Les données financières ne disent pas si un investissement est bon ou pas : c’est l’analyse des données qui permettent de se forger un avis. Aux mêmes maux, mêmes remèdes, ce n’est pas la lecture des données extra-financières qui permettra à votre DAF de se faire un avis sur les angles morts ESG d’une cible potentielle, ou même de votre propre entreprise, mais bien l’interprétation que vous pourrez lui en faire. Vous devenez donc un partenaire nécessaire de la perception de l’environnement d’affaires. Ainsi, ne faites pas que lui partager votre tableau de bord d’indicateurs RSE, proposez à votre DAF d’accéder à des analyses stratégiques spécifiques à la fonction financière compilées automatiquement à partir de votre repository de données extra-financières.

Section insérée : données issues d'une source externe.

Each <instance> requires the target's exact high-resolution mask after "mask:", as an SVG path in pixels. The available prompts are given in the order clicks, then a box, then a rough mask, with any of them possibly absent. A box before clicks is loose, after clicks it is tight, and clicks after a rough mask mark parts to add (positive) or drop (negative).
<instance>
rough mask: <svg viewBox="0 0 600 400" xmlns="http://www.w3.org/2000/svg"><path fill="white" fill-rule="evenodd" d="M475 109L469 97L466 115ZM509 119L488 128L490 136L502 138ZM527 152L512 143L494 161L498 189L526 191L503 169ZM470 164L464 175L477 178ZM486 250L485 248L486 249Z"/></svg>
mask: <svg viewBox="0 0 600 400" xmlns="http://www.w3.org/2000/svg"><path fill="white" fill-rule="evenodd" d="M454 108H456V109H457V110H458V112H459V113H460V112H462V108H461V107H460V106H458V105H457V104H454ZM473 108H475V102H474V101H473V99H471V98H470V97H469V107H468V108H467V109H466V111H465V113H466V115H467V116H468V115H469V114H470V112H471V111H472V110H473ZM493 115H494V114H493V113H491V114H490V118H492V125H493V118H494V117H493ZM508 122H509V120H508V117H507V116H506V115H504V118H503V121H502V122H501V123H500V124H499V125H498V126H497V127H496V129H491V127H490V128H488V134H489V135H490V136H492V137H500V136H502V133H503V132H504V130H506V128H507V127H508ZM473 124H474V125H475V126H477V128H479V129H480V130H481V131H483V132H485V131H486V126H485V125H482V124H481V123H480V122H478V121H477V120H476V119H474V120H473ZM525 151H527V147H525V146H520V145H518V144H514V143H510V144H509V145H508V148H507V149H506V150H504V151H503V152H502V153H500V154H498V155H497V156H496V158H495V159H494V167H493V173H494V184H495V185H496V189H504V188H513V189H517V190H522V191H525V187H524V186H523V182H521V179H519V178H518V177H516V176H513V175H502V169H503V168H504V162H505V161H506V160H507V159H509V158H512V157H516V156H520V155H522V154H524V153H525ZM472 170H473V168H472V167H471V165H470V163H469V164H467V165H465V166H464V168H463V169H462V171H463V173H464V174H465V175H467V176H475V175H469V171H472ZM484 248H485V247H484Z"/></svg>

4/ Monétariser les risques extra-financiers

Article 225 du Grenelle II de l’Environnement et son impact sur le rapport de gestion audité, Base de Données Economique et Sociale à l’attention des représentants du personnel, Plan de Vigilance en cours de légifération, Dodd-Frank et ses avatars européens en matière de traçabilité des minerais en provenance de zones de conflits, REACh et obligations afférentes des manufacturiers et des importateurs à assurer la traçabilité des substances extrêmement préoccupantes dans leurs chaînes d’approvisionnement, etc. Ce sont autant de réglementations pour lesquelles un déficit de conformité entraîne des risques pénaux certes, mais aussi des risques opérationnels, en raison des obsolescences des approvisionnements, et enfin des risques réputationnels. Prenez la catastrophe du Rana Plaza pour vous en assurer. Sauf que les provisions pour non conformité avec ces référentiels n’apparaissent la plupart du temps nulle part dans les comptes des entreprises !  Et pour cause, le DAF ne consulte pas (encore) la Direction RSE au moment des arbitrages financiers : il en incombe donc aux fonctions RSE de monter un groupe de travail avec le juridique, les risques, la supply chain et la finance pour évaluer les risques de non conformité de l’entreprise. Les directions RSE seront surprises de la facilité avec laquelle les budgets de mise en conformité se débloqueront par la suite…

5/ Gamifier l’anticipation des réglementations pour lancer maintenant la transition écologique et énergétique

C’est l’exercice le plus difficile à réaliser, mais proposer au DAF de jouer un jeu, pendant quelques années, de tenir une comptabilité double : la comptabilité financière réelle, et une comptabilité financière qui intégrerait une taxe sur le carbone, par exemple au niveau suédois. L’objectif sur, par exemple 5 ans, serait que la comptabilité financière simulant l’existence d’une taxe carbone ne pénalise pas l’entreprise par rapport à ses comptes financiers approuvés. L’organisation d’un tel challenge peut faciliter la mobilisation d’une task force pluridisciplinaire autour du découplage du modèle d’affaires de l’entreprise de la génération d’émissions de gaz à effet de serre, et ainsi lancer la transformation écologique et énergétique de l’entreprise.